Having just expressed my (lack of) admiration for John Barth’s “Lost in the Funhouse” last week, I have found myself having “Funhouse” flashbacks as I read Haruki Murakami’s
1Q84.
Before I move on to the general superiority of Murakami’s novel (which I will confess I haven’t finished yet), allow me to revisit my objections to Barth’s work. It’s not that I think Barth a poor writer. Instead, I believe him to be a quite fine writer who felt compelled to parade technical innovations that just don’t work. Essentially, we have a writer needlessly foregrounding the metafictional aspect of his writing, reminding us that there’s a writer writing a written piece of writing behind the writing that’s been written for us to read.
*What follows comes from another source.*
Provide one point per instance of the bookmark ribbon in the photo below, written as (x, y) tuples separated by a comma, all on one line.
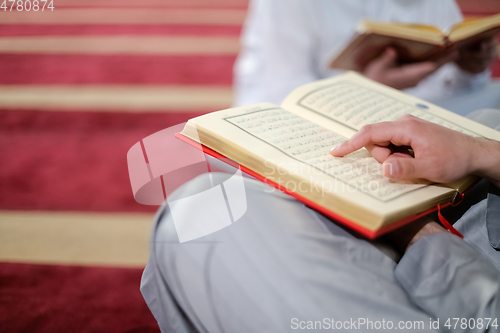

In Murakami’s latest work–by all accounts his best to date–the metafictional aspect again comes to the fore, yet in the case of this novel, these things actually have a place in the work. They add to and, to some degree, create the work. 1Q84 is a take on 1984, the year in which the story takes place and the novel that lurks constantly in the background. One of the two stories that make up the novel revolves around the rewriting of a novella that may or may not be based on actual events. The other story involves a woman whose reality seems to be morphing before her eyes, as if Winston Smith were making revisions deep in the Ministry of Truth only to have those revisions burst into reality.

I mention this not to kick again at Barth but to demonstrate that I’m not averse to those who use the latest formal innovations so long as those innovations actually make their work more effective.